The set Q consists of the following terms:

+(0, x0)
+(s(x0), x1)
+(p(x0), x1)
minus(0)
minus(s(x0))
minus(p(x0))
*(0, x0)
*(s(x0), x1)
*(p(x0), x1)

(3) DependencyPairsProof (EQUIVALENT transformation)

Using Dependency Pairs [AG00,LPAR04] we result in the following initial DP problem.

(4) Obligation:

Q DP problem:
The TRS P consists of the following rules:

+1(s(x), y) → +1(x, y)
+1(p(x), y) → +1(x, y)
MINUS(s(x)) → MINUS(x)
MINUS(p(x)) → MINUS(x)
*1(s(x), y) → +1(*(x, y), y)
*1(s(x), y) → *1(x, y)
*1(p(x), y) → +1(*(x, y), minus(y))
*1(p(x), y) → *1(x, y)
*1(p(x), y) → MINUS(y)

The TRS R consists of the following rules:

+(0, y) → y
+(s(x), y) → s(+(x, y))
+(p(x), y) → p(+(x, y))
minus(0) → 0
minus(s(x)) → p(minus(x))
minus(p(x)) → s(minus(x))
*(0, y) → 0
*(s(x), y) → +(*(x, y), y)
*(p(x), y) → +(*(x, y), minus(y))

The set Q consists of the following terms:

+(0, x0)
+(s(x0), x1)
+(p(x0), x1)
minus(0)
minus(s(x0))
minus(p(x0))
*(0, x0)
*(s(x0), x1)
*(p(x0), x1)

We have to consider all minimal (P,Q,R)-chains.

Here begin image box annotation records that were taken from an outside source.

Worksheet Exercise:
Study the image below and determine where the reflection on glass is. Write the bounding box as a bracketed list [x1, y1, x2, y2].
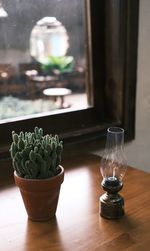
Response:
[0, 0, 88, 122]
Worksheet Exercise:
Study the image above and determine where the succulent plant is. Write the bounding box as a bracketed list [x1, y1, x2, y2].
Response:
[10, 127, 63, 179]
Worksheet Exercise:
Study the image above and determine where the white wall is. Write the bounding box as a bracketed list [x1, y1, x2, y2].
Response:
[125, 0, 150, 172]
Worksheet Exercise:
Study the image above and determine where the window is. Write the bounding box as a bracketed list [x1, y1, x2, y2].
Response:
[0, 0, 138, 155]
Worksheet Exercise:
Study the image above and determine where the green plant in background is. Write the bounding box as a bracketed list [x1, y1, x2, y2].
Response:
[10, 127, 63, 179]
[42, 56, 74, 74]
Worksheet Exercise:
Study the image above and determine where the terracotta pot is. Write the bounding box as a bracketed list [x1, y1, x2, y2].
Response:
[14, 167, 64, 221]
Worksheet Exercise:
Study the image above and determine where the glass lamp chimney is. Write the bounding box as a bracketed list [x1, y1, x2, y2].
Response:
[100, 127, 127, 219]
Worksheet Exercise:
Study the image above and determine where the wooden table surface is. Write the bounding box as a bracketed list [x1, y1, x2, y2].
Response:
[0, 154, 150, 251]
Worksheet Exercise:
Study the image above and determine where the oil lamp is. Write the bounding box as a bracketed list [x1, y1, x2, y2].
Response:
[100, 127, 127, 219]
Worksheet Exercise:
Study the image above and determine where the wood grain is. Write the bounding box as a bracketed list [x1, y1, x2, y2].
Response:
[0, 154, 150, 251]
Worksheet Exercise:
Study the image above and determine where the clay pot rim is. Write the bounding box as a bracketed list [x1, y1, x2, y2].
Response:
[14, 165, 64, 183]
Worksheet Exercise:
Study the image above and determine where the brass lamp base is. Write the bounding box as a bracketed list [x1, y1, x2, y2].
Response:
[100, 193, 124, 219]
[100, 177, 124, 219]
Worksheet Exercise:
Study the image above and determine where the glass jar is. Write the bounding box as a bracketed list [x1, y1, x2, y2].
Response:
[30, 17, 69, 64]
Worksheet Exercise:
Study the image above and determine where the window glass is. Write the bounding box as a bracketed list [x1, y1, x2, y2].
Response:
[0, 0, 90, 123]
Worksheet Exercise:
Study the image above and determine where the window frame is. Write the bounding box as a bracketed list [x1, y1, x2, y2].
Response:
[0, 0, 139, 155]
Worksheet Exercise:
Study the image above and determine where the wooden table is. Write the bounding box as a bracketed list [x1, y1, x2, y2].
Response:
[0, 154, 150, 251]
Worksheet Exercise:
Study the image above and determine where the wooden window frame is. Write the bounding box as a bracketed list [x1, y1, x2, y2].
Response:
[0, 0, 139, 154]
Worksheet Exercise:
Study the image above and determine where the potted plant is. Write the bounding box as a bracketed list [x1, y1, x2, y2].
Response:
[10, 127, 64, 221]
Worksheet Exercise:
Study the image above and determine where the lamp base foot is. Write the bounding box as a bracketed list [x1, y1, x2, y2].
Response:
[100, 193, 124, 219]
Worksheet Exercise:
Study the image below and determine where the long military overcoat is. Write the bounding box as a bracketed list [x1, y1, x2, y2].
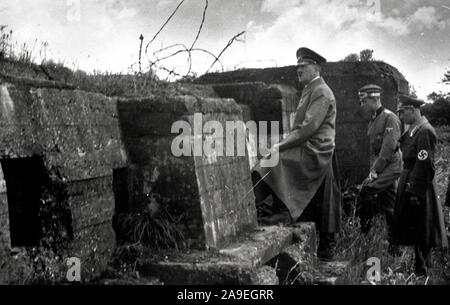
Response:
[253, 78, 340, 233]
[393, 118, 448, 247]
[367, 108, 402, 192]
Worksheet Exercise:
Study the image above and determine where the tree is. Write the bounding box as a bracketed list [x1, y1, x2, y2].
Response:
[421, 92, 450, 126]
[342, 53, 359, 62]
[342, 49, 374, 62]
[442, 67, 450, 85]
[359, 49, 373, 61]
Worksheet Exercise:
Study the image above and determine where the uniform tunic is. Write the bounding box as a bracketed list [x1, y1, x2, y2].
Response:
[253, 78, 340, 233]
[361, 107, 402, 218]
[393, 118, 448, 247]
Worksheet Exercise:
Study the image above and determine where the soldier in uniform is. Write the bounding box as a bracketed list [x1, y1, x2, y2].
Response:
[252, 48, 341, 260]
[357, 84, 402, 250]
[393, 96, 448, 275]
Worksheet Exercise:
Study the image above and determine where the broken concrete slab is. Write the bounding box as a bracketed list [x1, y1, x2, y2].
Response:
[138, 227, 292, 285]
[219, 226, 293, 267]
[118, 95, 257, 249]
[269, 223, 316, 285]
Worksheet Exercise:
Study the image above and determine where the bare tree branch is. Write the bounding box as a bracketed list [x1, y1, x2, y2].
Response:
[205, 31, 245, 74]
[145, 0, 186, 54]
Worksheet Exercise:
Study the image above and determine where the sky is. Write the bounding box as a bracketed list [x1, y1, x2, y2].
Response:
[0, 0, 450, 98]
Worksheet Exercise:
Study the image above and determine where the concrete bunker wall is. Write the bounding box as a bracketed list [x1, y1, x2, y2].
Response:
[197, 62, 409, 184]
[0, 77, 127, 274]
[119, 96, 256, 248]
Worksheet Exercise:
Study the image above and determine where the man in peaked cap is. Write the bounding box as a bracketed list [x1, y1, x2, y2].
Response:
[393, 96, 448, 275]
[252, 48, 341, 260]
[357, 84, 402, 254]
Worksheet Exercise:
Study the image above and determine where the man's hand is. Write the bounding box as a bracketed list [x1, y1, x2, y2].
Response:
[270, 143, 280, 152]
[409, 195, 420, 207]
[263, 143, 280, 157]
[368, 170, 378, 182]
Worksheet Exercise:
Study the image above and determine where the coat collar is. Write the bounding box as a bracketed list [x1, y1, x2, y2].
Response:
[408, 117, 428, 137]
[302, 76, 325, 95]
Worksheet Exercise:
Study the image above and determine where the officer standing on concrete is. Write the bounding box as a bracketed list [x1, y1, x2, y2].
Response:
[393, 96, 448, 275]
[252, 48, 341, 260]
[357, 84, 402, 246]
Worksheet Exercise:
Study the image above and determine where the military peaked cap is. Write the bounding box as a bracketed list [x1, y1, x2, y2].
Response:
[297, 48, 327, 65]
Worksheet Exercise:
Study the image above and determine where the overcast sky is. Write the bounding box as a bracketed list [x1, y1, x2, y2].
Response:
[0, 0, 450, 97]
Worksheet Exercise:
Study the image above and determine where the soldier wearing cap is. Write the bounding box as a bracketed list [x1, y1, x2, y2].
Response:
[358, 84, 402, 250]
[393, 96, 448, 275]
[252, 48, 340, 260]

(5) DependencyGraphProof (EQUIVALENT transformation)

The approximation of the Dependency Graph [LPAR04,FROCOS05,EDGSTAR] contains 3 SCCs with 3 less nodes.

(6) Complex Obligation (AND)

(7) Obligation:

Q DP problem:
The TRS P consists of the following rules:

MINUS(p(x)) → MINUS(x)
MINUS(s(x)) → MINUS(x)

The TRS R consists of the following rules:

+(0, y) → y
+(s(x), y) → s(+(x, y))
+(p(x), y) → p(+(x, y))
minus(0) → 0
minus(s(x)) → p(minus(x))
minus(p(x)) → s(minus(x))
*(0, y) → 0
*(s(x), y) → +(*(x, y), y)
*(p(x), y) → +(*(x, y), minus(y))

The set Q consists of the following terms:

+(0, x0)
+(s(x0), x1)
+(p(x0), x1)
minus(0)
minus(s(x0))
minus(p(x0))
*(0, x0)
*(s(x0), x1)
*(p(x0), x1)

We have to consider all minimal (P,Q,R)-chains.

(8) QDPOrderProof (EQUIVALENT transformation)

We use the reduction pair processor [LPAR04].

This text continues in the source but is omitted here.